Guidelines regarding the oversight, regulatory standards and environmental compliance of on-shore or off-shore terminals are still in debate. In the United States, three of the four import terminals are overseen by the FERC. Regulatory oversight can be an issue to contend with as most merchant energy firms and pipeline companies vie for ownership, control, and equity interest. For such market participants, FERC jurisdiction impedes profitability and ease of management control of the owners and its merchant gas off-take counterparties. Many of the industry participants building and sighting these terminals contend to the FERC that if they have the burden of finding, constructing, funding, and permitting a terminal, they should not be subject to losing the economic potential to sell such re-gasified gas into open market by subjecting the capacity to a FERC-controlled “open-season”. After all, if one firm does all of the work, why would that firm surrender the market opportunity to profit from the off-take gas sales to another firm who has not incurred the same “finders” costs? For many of these project leaders, equity ownership of a FERC-jurisdiction terminal at a regulated rate of return is not enough. They want the most facile way to attain the real “juice”. That is, they prefer the sole ability to sell their upstream LNG into the interstate domestic markets as gaseous gas and take merchant positions in key locations.

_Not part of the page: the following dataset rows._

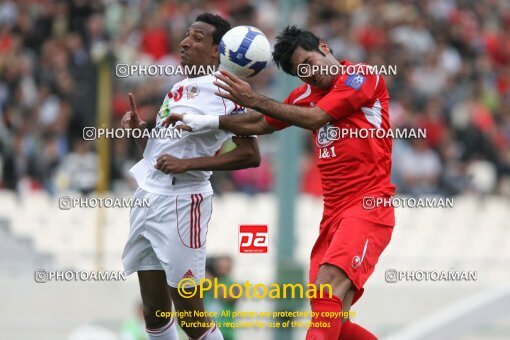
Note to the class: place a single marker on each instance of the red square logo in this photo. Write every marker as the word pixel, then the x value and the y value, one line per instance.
pixel 253 238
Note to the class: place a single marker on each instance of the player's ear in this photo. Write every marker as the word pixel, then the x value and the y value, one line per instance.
pixel 323 47
pixel 215 52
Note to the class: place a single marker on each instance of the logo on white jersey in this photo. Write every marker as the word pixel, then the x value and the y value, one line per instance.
pixel 192 91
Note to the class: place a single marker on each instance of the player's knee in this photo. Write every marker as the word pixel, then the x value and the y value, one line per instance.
pixel 334 277
pixel 150 315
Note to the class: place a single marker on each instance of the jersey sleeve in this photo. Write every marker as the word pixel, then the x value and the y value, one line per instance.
pixel 278 124
pixel 349 94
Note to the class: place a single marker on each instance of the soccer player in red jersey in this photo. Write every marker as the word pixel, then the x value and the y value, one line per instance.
pixel 351 238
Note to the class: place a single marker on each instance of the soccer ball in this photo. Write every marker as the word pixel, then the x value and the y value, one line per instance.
pixel 244 51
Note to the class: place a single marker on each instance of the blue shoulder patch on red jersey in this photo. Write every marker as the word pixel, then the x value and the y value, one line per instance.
pixel 355 81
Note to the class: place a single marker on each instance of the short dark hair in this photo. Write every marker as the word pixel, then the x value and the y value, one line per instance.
pixel 221 25
pixel 287 42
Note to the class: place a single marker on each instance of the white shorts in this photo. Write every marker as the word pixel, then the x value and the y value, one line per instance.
pixel 169 235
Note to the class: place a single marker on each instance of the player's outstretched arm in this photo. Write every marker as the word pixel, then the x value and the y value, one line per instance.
pixel 242 124
pixel 240 92
pixel 245 155
pixel 131 120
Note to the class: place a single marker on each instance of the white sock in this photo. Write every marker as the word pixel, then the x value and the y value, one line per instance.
pixel 212 334
pixel 167 332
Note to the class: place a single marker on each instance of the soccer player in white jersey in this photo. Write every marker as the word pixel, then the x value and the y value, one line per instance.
pixel 167 240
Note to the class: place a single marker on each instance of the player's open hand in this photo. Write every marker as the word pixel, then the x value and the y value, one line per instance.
pixel 131 120
pixel 237 90
pixel 170 164
pixel 192 122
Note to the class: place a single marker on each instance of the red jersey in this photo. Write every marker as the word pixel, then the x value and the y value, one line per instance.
pixel 350 168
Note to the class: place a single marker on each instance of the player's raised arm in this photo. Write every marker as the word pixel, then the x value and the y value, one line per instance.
pixel 245 155
pixel 242 124
pixel 241 93
pixel 131 120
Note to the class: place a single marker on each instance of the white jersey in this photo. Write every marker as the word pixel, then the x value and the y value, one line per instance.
pixel 191 95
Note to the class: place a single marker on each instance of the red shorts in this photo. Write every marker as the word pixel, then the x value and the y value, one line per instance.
pixel 353 241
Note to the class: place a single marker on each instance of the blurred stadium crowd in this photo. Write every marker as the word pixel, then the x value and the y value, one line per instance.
pixel 453 79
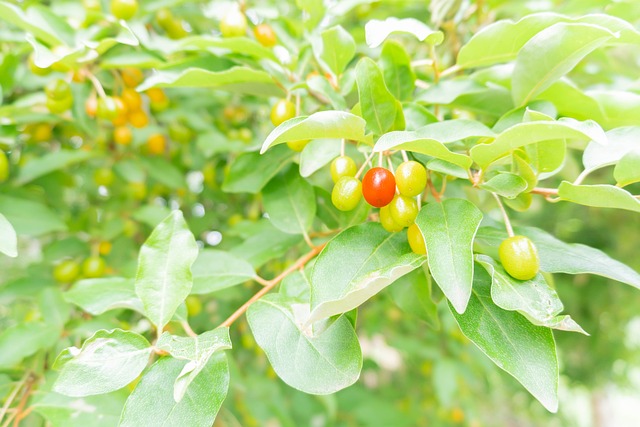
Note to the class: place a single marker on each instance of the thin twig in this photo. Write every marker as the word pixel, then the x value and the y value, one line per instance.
pixel 272 283
pixel 507 223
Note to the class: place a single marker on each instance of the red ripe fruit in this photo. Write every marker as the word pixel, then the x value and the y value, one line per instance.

Two other LNG-related non-operational risks that are worth mentioning at this time are terrorism and/or accident risk and sovereign government risk.
Firstly, the events of September 11, 2001 will forever be marked in American and world history as an indelible reminder that impedances to economies can come in a variety of forms. Terrorism has been shown to be a more significant influence on energy endeavors than ever before. With the threat of oil tanker, nuclear reactor and LNG ship sabotage, political risk to sighting an on- or off-shore re-gasification unit is high. Man-made or accidental explosion of such a tanker can be catastrophic in the mind of the common person, and although studies have shown that LNG volatility is much lower in its liquid cooled form, the image of a giant vapor cloud can have devastating effects on the human psyche and at the very least create an apocalyptic image that few are willing to internalize.
Secondly, since much of the gas that is being liquefied comes from foreign and third-world countries, sovereign risk can be quite disenchanting as compared to reliable, high-credit, highly-liquid United States gas. Changing governments, political coups, local customs, and draconian regimes can portend inconsistent supply. Due to this factor, price concessions are usually made in relation to United States-priced gas supply, however, the sovereign risk inherent in such supply must to be evaluated concomitantly with the discounted pricing.
It is becoming more apparent that the energy companies, United States government, FERC, and state public utility commissions (PUCs) need to ally interests in figuring a pragmatic goal in satisfying such projected United States gas demand growth. The figures and analysis tell a convincing story of what is required to mitigate impending natural gas shortfalls, but the real solutions need to be prudently pursued by private enterprise and supported by rational local, state and federal government legislation.